Enfin, s’il est parfaitement normal que les juges enquêtent sur toutes ces affaires où apparait la silhouette de Sarkozy –qui est tout sauf au-dessus de tout soupçon- il ne faut pas oublier qu’il a obtenu un non-lieu dans l’affaire Bettencourt et il est plus que vraisemblable qu’il en obtiendra d’autres dans toutes les autres affaires car il est malin, le diable !
Nous sommes tous convaincus qu’il n’est pas « blanc-bleu » dans tous ces dossiers louches mais nous sommes tous convaincus, aussi, qu’il n’a jamais signé le moindre reçu ni à Takieddine, ni à Tapie, ni même à Kadhafi dont les témoignages seront d’ailleurs douteux si ce n’est impossibles à obtenir.
Hollande sait parfaitement que toutes ces affaires finiront en eau de boudin, avec des non-lieux.
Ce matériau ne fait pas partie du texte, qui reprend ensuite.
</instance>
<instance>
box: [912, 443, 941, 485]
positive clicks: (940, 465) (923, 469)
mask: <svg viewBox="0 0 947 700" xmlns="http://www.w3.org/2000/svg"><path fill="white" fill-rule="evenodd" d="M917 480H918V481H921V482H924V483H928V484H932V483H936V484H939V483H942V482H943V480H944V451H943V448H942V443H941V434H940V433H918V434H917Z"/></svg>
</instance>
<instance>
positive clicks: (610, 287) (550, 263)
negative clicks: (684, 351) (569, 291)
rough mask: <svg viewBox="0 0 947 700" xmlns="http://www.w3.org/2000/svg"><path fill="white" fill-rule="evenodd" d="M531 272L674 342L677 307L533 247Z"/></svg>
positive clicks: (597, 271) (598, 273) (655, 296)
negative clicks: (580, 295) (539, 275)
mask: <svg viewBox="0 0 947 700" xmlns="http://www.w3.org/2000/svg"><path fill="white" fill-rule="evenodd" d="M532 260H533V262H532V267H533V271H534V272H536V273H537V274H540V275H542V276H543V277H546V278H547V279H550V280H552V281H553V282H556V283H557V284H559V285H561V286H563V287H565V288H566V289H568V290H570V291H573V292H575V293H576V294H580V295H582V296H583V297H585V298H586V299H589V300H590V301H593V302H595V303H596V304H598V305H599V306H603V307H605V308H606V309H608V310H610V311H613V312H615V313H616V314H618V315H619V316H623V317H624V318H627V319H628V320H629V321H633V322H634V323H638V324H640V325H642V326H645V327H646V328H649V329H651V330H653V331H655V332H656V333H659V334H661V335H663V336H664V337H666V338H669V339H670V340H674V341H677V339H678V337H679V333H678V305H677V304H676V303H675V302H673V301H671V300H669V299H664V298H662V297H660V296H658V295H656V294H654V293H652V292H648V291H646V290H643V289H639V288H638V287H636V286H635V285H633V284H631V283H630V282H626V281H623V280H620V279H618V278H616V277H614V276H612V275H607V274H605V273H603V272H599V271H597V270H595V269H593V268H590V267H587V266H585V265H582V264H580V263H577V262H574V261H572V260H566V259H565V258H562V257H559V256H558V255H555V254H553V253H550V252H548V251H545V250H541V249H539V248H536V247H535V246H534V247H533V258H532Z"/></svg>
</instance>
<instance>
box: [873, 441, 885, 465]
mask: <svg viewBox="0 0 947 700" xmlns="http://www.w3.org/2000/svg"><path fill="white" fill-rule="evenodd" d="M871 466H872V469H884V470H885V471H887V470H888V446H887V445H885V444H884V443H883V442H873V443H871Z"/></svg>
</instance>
Il lui faut donc, en attendant, en profiter pour faire étaler au grand jour tous les soupçons qu’on peut avoir tout en sifflotant l’air de la calomnie.
Cela dit, le problème n’est plus de savoir si Sarkozy est un voyou, voire même une racaille. On le saura peut-être un jour. Aujourd’hui, le problème est de savoir s’il est admissible, dans une démocratie comme la France, que le pouvoir fasse suivre, écouter, espionner, enregistrer pendant des mois une personnalité quelle qu’elle soit par sa police… politique. Personnalité, précisons-le, qui n’est soupçonné ni d’assassinats multiples, ni de préparer des attentats terroristes ni même d’être au cœur d’un important trafic de drogue.
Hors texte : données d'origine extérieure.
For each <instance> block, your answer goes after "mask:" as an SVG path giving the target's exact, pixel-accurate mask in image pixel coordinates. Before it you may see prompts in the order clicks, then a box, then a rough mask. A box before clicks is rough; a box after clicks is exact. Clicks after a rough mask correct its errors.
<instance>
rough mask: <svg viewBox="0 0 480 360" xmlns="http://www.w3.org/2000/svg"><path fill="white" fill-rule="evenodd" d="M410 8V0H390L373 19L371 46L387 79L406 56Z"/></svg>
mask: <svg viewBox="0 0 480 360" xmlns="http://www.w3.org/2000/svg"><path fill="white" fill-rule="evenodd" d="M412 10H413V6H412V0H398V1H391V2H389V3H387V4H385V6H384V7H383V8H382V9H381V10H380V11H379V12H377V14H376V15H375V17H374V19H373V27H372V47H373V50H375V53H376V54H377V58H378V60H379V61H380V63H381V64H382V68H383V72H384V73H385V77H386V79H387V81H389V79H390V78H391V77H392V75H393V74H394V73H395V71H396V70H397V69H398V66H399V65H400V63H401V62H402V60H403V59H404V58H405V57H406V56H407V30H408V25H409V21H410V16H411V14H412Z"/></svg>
Par sa tribune de ce matin dans Le Figaro, Sarkozy a très habilement déplacé l’affaire. Ce n’est plus lui le présumé coupable de scandales politico-financiers qu’on traine dans la boue. C’est Hollande et lui il n’est pas seulement présumé. Il est accusé, preuves à l’appui, d’avoir instauré en France des mœurs qu’on croyait révolues et qui s’étaient surtout pratiquées de l’autre côté du Rideau de fer à la grande époque.
L’allusion à la Stasi est évidemment… percutante. Un peu excessive, diront certains. Nous ne sommes pas dans une dictature et, mis à part ses échecs économiques et son sectarisme idéologique, Hollande n’a rien à voir avec Honecker. Mais on sait qu’il a désormais sa police politique qui, comme la Stasi ou le KGB d’autrefois, espionne les opposants. C’est totalement inadmissible et Sarkozy a eu parfaitement raison de monter sur ses grands chevaux, de sonner la charge et de tirer à l’arme lourde.
La gauche aime donner des leçons d’économie, de civisme, de morale à tout le monde. Il est bon, quand elle commet l’intolérable, qu’elle en reçoive une et se fasse moucher.
Ce qui est scandaleux aujourd’hui ce n’est pas que l’ancien président ait comparé les méthodes du régime à celles de la Stasi, c’est que le régime ait adopté ces méthodes.
Et personne ne pourra reprocher à Sarkozy d’en avoir profité pour se rappeler au bon souvenir de tout le monde.